Israel’s air defenses that were busy in recent weeks repelling rocket attacks from Syria and the Gaza strip succeeded yesterday, for the first time, to defeat mortar attacks that targeted border villages. Among the targets intercepted yesterday by the improved version of the Iron Dome were dozens of rockets and, for the first time, mortar bombs (likely 81mm) fired by the Islamic Jihad terror organization.
As a short-range weapon with typical high ballistic trajectory, the mortar’s accuracy and lethality make it a practical and dangerous weapon which is challenging to locate and defeat. That’s what makes the Iron Dome’s achievement remarkable.
Iron Dome relies on a radar that detects ballistic threats such as rockets, artillery projectiles, and mortar shells, as they appear over the radar horizon. The radar tracks each threat, plotting the launch and projected impact point for each projectile, to enable the battle management system to determine which of them is a potential risk – those who would hit populated areas would be prioritized for intercept, over others that are projected to hit open spaces.
When the system engages rockets with a flight time of tens, even hundreds of seconds, it has enough time to process all that data and optimize the intercepts. But when facing mortars with a short flight time of 10-30 seconds, time is the most critical factor for intercept.

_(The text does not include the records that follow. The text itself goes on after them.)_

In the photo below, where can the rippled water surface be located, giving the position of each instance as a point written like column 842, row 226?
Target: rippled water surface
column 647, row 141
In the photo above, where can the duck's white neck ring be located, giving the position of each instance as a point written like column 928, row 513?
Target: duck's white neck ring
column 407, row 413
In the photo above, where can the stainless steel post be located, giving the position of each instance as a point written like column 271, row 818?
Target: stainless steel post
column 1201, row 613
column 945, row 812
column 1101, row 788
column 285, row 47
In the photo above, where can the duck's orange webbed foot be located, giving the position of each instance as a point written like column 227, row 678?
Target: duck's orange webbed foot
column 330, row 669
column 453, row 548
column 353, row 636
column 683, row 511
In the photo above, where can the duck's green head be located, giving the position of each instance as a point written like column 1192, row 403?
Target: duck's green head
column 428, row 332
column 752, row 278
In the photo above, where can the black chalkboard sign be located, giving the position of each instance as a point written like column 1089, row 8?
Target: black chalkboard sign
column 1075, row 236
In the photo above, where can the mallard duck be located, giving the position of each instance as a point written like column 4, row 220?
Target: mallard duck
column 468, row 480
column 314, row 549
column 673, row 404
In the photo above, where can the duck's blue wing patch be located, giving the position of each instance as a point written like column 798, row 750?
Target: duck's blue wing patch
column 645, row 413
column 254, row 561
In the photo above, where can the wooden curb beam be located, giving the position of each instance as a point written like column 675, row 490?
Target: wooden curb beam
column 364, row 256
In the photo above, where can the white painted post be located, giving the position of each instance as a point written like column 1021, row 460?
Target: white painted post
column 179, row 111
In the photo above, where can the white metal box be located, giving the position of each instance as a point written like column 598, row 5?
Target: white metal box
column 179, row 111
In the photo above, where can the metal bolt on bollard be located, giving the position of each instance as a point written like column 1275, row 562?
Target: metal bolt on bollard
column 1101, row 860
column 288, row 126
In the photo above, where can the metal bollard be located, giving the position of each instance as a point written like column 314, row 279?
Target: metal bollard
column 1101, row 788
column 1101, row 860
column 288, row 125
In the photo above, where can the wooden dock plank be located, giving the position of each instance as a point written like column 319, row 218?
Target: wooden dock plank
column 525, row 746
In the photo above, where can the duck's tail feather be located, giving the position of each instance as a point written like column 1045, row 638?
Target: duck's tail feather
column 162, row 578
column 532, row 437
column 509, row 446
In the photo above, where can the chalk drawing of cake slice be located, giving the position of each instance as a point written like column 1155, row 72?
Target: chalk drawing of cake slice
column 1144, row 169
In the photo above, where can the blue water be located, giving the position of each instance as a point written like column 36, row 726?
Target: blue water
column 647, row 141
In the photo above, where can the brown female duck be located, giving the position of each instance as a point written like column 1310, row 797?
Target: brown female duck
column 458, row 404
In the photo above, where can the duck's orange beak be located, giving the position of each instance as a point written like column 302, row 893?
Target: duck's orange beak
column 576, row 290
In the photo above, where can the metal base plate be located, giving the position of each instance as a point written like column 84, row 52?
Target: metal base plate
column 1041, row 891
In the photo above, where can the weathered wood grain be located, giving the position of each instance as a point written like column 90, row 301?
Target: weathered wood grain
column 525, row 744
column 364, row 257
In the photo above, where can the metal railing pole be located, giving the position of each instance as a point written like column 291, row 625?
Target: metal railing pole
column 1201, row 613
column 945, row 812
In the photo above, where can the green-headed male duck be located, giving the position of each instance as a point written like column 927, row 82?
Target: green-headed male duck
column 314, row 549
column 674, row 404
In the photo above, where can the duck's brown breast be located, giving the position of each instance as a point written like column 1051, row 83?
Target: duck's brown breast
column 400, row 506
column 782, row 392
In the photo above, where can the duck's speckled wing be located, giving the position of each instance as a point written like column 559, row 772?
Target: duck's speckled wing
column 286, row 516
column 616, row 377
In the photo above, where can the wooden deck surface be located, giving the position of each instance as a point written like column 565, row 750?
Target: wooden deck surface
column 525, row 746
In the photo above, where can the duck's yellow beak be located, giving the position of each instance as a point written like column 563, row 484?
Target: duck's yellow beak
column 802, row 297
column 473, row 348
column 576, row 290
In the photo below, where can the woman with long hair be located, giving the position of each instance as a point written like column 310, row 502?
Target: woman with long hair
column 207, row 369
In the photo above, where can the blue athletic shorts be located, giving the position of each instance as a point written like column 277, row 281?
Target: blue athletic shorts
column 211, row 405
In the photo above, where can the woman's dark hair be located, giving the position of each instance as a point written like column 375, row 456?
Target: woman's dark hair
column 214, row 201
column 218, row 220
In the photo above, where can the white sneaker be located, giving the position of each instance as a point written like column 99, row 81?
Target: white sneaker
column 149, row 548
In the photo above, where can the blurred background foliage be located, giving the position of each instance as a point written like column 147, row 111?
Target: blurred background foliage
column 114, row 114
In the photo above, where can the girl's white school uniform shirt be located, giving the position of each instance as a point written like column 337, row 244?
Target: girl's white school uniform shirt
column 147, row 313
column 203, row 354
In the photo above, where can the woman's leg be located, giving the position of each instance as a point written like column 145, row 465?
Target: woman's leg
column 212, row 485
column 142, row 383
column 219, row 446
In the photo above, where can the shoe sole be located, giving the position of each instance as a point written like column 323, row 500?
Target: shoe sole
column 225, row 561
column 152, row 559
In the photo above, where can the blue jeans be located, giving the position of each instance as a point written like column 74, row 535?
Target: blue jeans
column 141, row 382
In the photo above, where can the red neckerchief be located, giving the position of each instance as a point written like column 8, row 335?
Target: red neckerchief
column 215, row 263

In the four years since operation ‘Pillar of Defense’, the last conflict that erupted between Israel and the Palestinians in Gaza, Iron Dome went through several spiral developmental cycles to expand the system’s capabilities against new threats, such as unmanned aerial vehicles and mortars. Yesterday, the system demonstrated for the first time, in combat conditions, its capacity to defeat a barrage of mortar bombs.
Existing C-RAM assets cannot intercept mortar bombs, as they mostly provide an alert enabling the people at risk to take cover. Directed energy defensive approaches to C-RAM, based on high-energy lasers have yet to mature to achieve readiness levels for operational use, while other Short-Range Air Defenses (SHORAD) that are optimized against aircraft and air-launched precision-guided weapons lack the quick response to react and engage such ground-launched threats.
Among the improvements introduced with the Iron Dome were new surveillance modes for the radar, improving the detection and tracking speed, accelerated battle management processing addressing counter-mortar capabilities, and adaptation in the Tamir interceptor missiles to address these specific threats. All these improvements enable the system to safely destroy most of the bombs before they hit their targets.